Scoreboard: Taper angst
The bad news is that stocks fell again overnight and once again moves were decent. In Europe the major indices were off between 0.3 per cent and 0.9 per cent, while on Wall Street we are looking at falls around the 0.5 per cent mark with an hour left to trade.
Taper fears are what the news wires are suggesting and I can see why – the 10-year US Treasury yield shot up 6 bps to 2.84 per cent for one. Underpinning it all though was phenomenally good economic data. The ADP employment report in particular showed very strong growth of 225,000 jobs and points to a commensurately strong payrolls number (Friday). Similarly, we saw new home sales surge 17 per cent over the September-October period.
Finally, the Fed’s Beige Book was generally upbeat, noting the economy expanded at a “modest to moderate” pace with manufacturers and retailers expressing optimism about near-term growth prospects. This is all good stuff and it makes sense that the Fed should taper. But whether it will is an entirely different question, separate from the economy’s actual performance.
It was interesting to note that gold then rose. Taper fears should have seen gold prices fall but instead we saw a solid $25 gain to $1246. Commodities actually had a decent session overall with silver up 4 per cent, copper up 2 per cent and West Texas Intermediate crude up 1.1 per cent, although Brent fell 0.9 per cent to $111.8. That mixed crude result occurred despite Iran apparently threatening to start an oil price war and pump out crude ahead of OPEC targets.

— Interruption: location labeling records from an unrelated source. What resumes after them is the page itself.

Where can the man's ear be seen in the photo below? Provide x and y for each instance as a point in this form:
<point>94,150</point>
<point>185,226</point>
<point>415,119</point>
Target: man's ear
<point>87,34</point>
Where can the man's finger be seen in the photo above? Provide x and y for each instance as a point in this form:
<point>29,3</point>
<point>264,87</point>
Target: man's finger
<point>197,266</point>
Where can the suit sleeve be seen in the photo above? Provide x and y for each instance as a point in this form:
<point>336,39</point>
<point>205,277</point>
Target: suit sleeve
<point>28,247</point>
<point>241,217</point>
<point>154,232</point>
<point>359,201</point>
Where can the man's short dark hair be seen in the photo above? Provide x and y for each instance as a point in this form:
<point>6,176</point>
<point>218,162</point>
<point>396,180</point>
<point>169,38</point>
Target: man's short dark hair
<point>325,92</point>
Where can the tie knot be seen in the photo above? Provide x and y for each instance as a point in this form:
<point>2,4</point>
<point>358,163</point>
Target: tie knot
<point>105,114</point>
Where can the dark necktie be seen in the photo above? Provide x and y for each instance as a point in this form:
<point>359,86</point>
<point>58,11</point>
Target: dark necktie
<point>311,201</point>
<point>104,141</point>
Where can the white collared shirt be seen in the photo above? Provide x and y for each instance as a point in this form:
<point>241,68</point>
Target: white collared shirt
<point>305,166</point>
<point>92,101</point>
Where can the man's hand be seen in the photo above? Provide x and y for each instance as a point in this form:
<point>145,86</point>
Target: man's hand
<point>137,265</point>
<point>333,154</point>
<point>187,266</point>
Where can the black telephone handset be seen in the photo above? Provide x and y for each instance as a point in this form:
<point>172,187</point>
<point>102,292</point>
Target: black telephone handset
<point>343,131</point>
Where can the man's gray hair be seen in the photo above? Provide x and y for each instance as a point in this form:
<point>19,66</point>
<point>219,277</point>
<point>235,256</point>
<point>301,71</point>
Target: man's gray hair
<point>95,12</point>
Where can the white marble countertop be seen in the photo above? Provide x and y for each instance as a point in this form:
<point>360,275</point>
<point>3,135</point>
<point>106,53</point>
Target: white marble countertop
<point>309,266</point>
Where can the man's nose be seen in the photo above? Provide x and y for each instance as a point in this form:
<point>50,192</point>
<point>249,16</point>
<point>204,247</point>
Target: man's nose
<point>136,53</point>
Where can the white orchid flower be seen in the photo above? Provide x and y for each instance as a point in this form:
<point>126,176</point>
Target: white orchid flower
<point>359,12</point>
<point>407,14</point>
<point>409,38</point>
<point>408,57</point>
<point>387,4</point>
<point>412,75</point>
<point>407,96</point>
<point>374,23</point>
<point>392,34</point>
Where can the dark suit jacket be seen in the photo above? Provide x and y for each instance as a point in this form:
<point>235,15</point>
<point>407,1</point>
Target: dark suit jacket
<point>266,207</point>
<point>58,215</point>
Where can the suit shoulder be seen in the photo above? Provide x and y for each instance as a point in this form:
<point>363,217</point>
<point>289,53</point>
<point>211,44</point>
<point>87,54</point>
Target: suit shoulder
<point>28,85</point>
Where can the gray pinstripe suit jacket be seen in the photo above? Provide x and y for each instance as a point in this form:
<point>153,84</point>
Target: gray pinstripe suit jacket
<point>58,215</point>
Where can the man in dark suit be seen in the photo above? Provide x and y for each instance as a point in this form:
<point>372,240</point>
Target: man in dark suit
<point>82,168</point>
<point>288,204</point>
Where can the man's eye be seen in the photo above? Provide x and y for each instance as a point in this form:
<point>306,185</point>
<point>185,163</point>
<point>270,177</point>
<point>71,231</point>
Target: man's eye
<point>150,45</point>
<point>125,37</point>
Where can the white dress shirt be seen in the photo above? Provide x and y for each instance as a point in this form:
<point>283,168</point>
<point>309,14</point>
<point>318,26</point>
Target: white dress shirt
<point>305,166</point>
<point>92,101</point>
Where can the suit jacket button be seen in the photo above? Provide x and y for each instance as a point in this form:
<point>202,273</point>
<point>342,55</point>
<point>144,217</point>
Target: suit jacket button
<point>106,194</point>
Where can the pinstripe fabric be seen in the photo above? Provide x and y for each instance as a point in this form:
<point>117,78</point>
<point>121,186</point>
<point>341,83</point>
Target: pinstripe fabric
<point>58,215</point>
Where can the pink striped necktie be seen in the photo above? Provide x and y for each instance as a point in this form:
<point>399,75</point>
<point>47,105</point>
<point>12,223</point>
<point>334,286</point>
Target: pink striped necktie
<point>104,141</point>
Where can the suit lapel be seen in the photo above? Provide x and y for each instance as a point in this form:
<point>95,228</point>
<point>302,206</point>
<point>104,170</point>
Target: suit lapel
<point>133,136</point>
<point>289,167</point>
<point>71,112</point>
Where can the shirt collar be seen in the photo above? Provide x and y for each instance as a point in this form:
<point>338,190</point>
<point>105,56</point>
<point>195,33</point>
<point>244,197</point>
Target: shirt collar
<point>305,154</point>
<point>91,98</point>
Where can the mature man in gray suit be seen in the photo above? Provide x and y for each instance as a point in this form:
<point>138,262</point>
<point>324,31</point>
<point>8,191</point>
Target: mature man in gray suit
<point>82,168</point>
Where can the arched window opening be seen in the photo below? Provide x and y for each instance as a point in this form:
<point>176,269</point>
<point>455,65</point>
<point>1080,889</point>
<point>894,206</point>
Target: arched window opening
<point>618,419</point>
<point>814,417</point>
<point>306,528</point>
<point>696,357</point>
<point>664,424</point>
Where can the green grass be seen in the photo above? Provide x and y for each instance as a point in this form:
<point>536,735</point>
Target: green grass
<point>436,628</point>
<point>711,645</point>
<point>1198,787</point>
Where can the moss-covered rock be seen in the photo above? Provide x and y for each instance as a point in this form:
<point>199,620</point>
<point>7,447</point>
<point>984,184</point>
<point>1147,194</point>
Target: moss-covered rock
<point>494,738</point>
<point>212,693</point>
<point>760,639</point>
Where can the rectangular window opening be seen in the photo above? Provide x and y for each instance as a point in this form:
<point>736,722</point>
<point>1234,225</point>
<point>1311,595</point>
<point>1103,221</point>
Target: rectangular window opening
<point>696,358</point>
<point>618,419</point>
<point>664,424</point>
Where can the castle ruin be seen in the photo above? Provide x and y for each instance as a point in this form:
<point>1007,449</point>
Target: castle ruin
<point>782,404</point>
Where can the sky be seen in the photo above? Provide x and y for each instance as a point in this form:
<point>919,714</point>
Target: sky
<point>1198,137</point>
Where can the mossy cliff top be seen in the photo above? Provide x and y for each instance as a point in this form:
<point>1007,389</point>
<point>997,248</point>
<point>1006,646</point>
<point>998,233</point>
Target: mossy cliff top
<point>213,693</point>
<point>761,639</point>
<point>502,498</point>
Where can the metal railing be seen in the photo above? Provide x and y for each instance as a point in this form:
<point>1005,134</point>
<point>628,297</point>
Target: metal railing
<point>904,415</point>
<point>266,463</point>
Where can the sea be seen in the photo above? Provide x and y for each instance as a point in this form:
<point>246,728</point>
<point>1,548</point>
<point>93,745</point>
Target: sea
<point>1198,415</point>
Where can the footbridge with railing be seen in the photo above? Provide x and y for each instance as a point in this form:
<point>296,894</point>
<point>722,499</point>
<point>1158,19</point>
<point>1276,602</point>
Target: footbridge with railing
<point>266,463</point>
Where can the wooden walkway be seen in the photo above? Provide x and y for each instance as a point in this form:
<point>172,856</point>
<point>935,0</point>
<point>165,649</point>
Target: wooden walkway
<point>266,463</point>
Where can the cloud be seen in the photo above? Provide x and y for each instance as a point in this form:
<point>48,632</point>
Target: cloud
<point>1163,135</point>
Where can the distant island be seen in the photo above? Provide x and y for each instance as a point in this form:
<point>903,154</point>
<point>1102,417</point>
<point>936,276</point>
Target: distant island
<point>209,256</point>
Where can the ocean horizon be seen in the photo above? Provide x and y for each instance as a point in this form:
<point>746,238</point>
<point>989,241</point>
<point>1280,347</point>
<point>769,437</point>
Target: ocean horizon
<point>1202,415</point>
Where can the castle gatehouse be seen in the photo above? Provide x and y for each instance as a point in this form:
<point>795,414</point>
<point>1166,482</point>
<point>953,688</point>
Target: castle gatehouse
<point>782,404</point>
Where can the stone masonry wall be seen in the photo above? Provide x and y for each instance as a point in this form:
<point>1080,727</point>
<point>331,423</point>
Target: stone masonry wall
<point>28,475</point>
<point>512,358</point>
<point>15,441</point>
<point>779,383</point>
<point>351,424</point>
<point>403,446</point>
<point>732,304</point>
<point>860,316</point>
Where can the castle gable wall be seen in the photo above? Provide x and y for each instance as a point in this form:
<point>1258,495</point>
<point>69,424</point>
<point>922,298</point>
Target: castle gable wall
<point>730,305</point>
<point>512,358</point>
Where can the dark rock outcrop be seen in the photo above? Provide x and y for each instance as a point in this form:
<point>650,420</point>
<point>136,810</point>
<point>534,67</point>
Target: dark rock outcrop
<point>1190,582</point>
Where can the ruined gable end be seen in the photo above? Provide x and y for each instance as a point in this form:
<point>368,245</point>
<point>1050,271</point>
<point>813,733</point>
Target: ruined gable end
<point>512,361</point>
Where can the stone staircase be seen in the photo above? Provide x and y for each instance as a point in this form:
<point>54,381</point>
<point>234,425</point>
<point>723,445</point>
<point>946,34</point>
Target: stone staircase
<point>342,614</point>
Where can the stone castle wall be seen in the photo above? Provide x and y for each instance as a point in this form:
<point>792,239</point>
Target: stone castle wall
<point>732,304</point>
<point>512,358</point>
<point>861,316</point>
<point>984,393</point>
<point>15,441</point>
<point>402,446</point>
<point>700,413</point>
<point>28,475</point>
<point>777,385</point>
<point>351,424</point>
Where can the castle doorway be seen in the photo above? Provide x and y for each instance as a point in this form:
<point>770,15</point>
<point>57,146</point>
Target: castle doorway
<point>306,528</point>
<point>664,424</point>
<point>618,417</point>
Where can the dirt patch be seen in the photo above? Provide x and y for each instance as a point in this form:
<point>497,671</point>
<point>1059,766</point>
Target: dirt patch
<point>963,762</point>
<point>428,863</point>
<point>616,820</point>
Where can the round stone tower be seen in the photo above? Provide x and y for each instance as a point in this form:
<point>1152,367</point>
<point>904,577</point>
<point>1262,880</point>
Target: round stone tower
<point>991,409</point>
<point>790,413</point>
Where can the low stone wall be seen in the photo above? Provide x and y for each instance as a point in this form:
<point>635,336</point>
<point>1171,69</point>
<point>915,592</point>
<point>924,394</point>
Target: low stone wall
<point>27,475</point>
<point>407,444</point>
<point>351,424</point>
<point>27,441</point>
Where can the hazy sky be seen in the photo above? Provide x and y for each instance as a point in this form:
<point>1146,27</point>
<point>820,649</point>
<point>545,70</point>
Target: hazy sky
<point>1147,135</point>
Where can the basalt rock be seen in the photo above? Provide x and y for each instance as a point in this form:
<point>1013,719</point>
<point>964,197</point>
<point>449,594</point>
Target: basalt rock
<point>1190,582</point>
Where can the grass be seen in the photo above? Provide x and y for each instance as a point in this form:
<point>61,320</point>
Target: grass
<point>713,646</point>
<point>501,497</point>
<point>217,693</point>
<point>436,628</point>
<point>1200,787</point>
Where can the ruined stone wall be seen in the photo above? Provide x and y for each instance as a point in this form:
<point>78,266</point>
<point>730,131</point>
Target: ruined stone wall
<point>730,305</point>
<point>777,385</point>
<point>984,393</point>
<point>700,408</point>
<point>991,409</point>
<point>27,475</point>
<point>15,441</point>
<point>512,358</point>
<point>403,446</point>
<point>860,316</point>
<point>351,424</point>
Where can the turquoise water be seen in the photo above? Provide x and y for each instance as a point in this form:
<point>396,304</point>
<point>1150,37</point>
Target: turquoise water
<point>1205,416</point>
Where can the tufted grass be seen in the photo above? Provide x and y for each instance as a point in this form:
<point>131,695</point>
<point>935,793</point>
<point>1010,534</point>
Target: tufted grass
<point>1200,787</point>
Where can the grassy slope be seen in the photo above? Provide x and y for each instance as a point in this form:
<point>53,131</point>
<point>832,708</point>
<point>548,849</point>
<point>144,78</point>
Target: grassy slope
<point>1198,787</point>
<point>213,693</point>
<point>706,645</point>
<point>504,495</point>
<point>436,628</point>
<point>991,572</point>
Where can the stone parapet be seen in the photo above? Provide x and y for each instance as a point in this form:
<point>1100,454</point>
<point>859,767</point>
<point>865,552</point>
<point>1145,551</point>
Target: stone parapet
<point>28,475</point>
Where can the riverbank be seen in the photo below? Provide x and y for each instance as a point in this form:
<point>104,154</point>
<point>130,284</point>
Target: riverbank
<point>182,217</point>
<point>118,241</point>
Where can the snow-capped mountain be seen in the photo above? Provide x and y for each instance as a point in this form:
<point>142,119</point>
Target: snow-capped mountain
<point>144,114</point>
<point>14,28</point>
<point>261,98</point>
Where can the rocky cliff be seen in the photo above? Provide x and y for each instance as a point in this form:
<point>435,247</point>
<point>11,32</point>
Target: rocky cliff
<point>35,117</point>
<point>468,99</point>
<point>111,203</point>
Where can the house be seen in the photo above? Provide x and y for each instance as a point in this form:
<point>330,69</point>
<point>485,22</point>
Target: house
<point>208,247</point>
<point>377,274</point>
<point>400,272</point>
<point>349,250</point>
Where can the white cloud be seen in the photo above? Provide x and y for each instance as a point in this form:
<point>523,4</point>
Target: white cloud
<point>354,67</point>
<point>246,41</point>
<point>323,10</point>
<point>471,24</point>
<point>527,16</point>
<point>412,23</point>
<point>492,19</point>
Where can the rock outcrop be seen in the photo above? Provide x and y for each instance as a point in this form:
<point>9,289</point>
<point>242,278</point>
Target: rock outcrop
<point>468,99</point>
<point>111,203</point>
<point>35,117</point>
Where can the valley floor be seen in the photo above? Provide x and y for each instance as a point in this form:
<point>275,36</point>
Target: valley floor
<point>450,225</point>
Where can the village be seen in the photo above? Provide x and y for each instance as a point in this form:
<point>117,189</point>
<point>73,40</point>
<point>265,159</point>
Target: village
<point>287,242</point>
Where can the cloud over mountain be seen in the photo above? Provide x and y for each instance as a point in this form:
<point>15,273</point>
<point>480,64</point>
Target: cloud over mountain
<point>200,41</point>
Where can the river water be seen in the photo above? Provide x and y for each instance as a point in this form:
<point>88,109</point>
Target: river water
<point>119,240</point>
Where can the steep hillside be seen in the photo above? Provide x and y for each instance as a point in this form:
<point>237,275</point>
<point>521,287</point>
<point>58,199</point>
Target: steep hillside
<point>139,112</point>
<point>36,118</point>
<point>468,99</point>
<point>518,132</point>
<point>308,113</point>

With that out of the way I should note that not all the economic data out of the US was positive. The non-manufacturing ISM index fell to 53.9 from 55.4 but with all the other positive indicators I’d put this down to statistical noise. In any case, US chief executives are reporting optimism at the highest level in over two years. The only the major data release was the US trade balance but there was nothing interesting in it – the deficit was at $40.6 billion ($44.57 billion) in October from $43 billion in September, with smalls gains in exports and imports.
For the remaining price action just note that the Australian dollar is at 0.9031 from 0.90689 at 1630 AEDT. The euro is unchanged at 1.3588, having hit a low of 1.3530, while the yen is off a bit at 102.16.
So then for our stocks today, the SPI points to a modest fall of 7 points. Data-wise there isn’t much – the Aussie trade balance at 1130 AEDT, while tonight we get the Bank of England and European Central Bank rate decisions (no changes expected).The key US data includes another third-quarter GDP estimate – expected at 3 per cent from 2.8 per cent in an earlier guess. There’s a bit of Fed speak (Richard Fisher) and of course jobless claims are out.
As for yesterday’s GDP figures, they were certainly much weaker than what the leading partial indicators had suggested. However they’re not that bad – I would categorise the economy as growing only slightly below trend. For a start, the extreme volatility of some figures is weighing on the total, so you can’t sensibly draw any conclusions from them. Otherwise, the fact is, and as I have argued for some-time, the economy is growing at a sub-trend pace, not because of the end of the mining boom, but because consumer spending has weakened considerably since last year.
With that in mind, the main issue – the main question policy makers need to address – is why consumer spending is so weak two years on from the first rate cut? Unfortunately, the right questions are still not being asked by policy makers or business commentators. I am heartened that some business commentators do seem to have finally realised what the primary driver of sub-trend growth is – confidence, ultimately – but they’re still not teasing that out to a final, logical conclusion.
The truth is, it’s absurd for the Reserve Bank to harp on about a rebalancing when the fact is we had a much more balanced economy prior to the easing cycle and when the currency was much higher. Consumer spending was stronger, dwelling investment was stronger etc. Policy makers and business commentators, if they are sincere, need to ask why the economy was in better shape beforehand. At that point the economy was set – all the metrics suggested that it would accelerate from that point. So what stopped that from occurring? It wasn’t consumer deleveraging and the like – if it were, this would have weighed on spending all the more when rates were higher.
It would be helpful if business commentators could think some of these issues through some more. Logically, methodically. Let’s not lazily refer to the common misperceptions and models which are very clearly wrong. They are inconsistent and not working. If commentators did do this, then we could start to hammer policy makers about their decisions – which is what the media should be doing instead of shouting “Huzzah!” regardless of what they do, and in the worst instances defending their mistakes. It’s about getting them on to the right page so they can finally start doing something good for this country. That’s what I would like to see. That’s what we need to see.
Three questions need to be answered. Why did consumer spending fall so hard after – that’s now two years after – the Reserve Bank started easing. From that it follows to ask, how will a lower exchange rate ‘rebalance’ the economy when exports are already strong? How will it lift consumer spending? How will a lower exchange rate lift non-mining investment? Anyone with any sense who wants good outcomes for this country needs to press the central bank’s board about these questions. It's only when logical, theoretically consistent answers are found – ones that that have actual support in the data – then we can then move on to heal this country.